Au vu des parties prenantes de cette affaire, la crédibilité de la justice risque-t-elle d’être entachée par cette affaire ? Est-ce un danger pour la démocratie ? 

Il me semble que, dans cette affaire contre le Garde des Sceaux, la Justice risque aux yeux des Français d’apparaître pour ce qu’elle est dans une certaine mesure : une corporation qui protège ses intérêts. La Justice est une des institutions les moins populaires en France, à tort ou à raison. Mais dans tous les cas, elle doit savoir que sa crédibilité est rapidement remise en jeu à chacune de ses actions publiques.

En effet donc, lorsqu’aux yeux des citoyens, la Justice abandonne sa vertu de neutralité, elle se met gravement en danger. Pour la démocratie, qui repose sur l’équilibre entre les pouvoirs législatif, exécutif ou judiciaire, si un des trois pouvoirs s’affaiblit, c’est toujours dangereux.

Est-il alors réellement possible de tenir les juges pour responsables de leur action puisqu’ils peuvent s’en prendre et potentiellement détruire symboliquement qui ils veulent ? Pourquoi la justice est-elle l’une des seules institutions qui semble n’avoir de compte à rendre à personne ?

Dans le théorie politique libérale, tout est affaire d’équilibre des pouvoirs : lorsque le pouvoir judiciaire acquiert plus de pouvoir, alors les pouvoirs législatif et exécutif le tempèrent. La presse et les médias sont d’ailleurs aussi un des pouvoirs et contre-pouvoirs politique.

Il est vrai à ce titre qu’une partie des magistrats est indépendante. Les magistrats du siège, opposés aux magistrats du parquet, sont en principe inamovibles et sont indépendants du pouvoir politique. Ils peuvent donc donner le sentiment de n’avoir de comptes à rendre à personne. Les seuls comptes qu’ils peuvent rendre, c’est aux citoyens qui se doivent donc d’être particulièrement attentifs aux agissements de l’institution judiciaire.

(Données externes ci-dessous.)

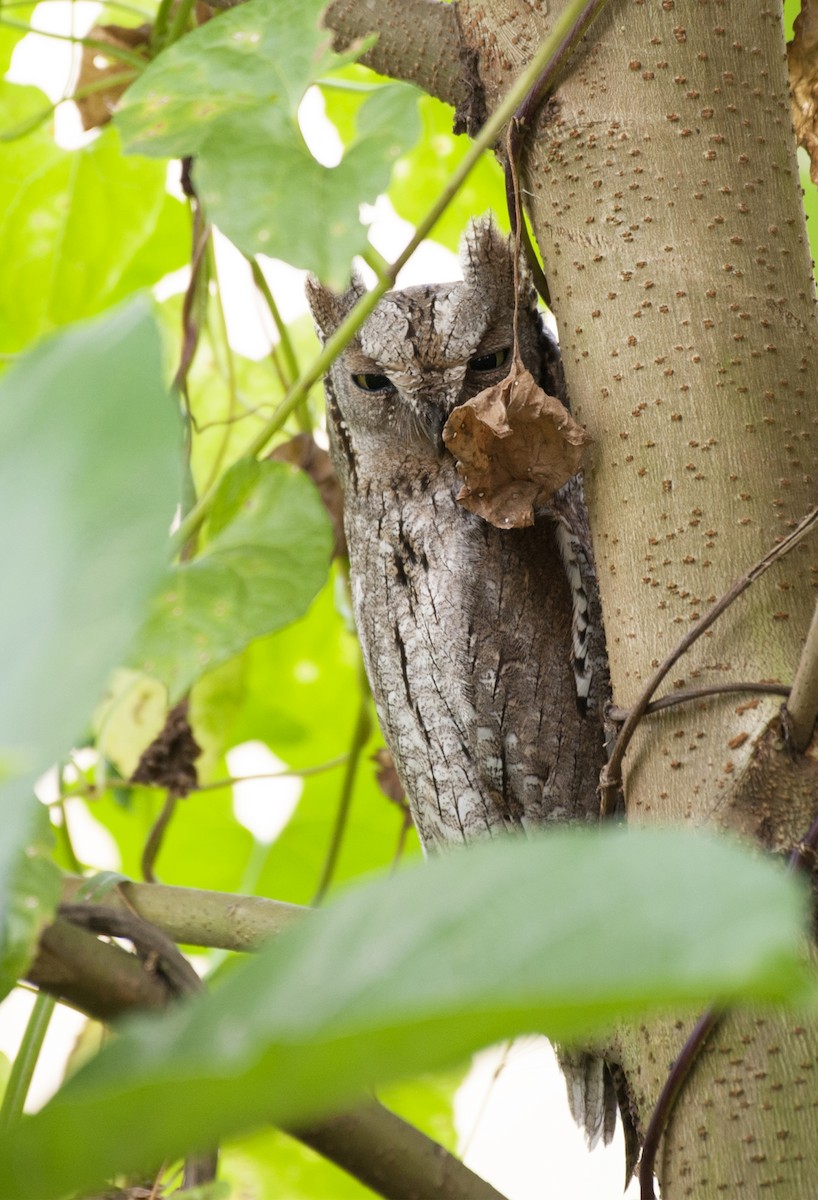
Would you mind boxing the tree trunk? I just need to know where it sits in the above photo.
[328,0,818,1200]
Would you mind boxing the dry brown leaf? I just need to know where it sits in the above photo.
[74,25,151,130]
[131,698,202,797]
[787,0,818,185]
[443,359,591,529]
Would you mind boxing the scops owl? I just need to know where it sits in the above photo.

Mais dans le même temps, si les politiques pouvaient agir à leur guise sans craindre cette limite judiciaire à leur pouvoir, alors l’arbitraire individualiste prendrait le pas sur la recherche de l’intérêt général au sein du pouvoir exécutif.

Ces considérations obéissent toutefois à une condition particulière. Dans cette même théorie politique libérale, cet équilibre des pouvoirs ne fonctionne que lorsque les hommes qui la composent sont vertueux. Lorsque la Justice n’est plus neutre, qu’elle sombre dans l’arbitraire, elle déséquilibre l’ensemble et c’est toute la démocratie qui est en danger.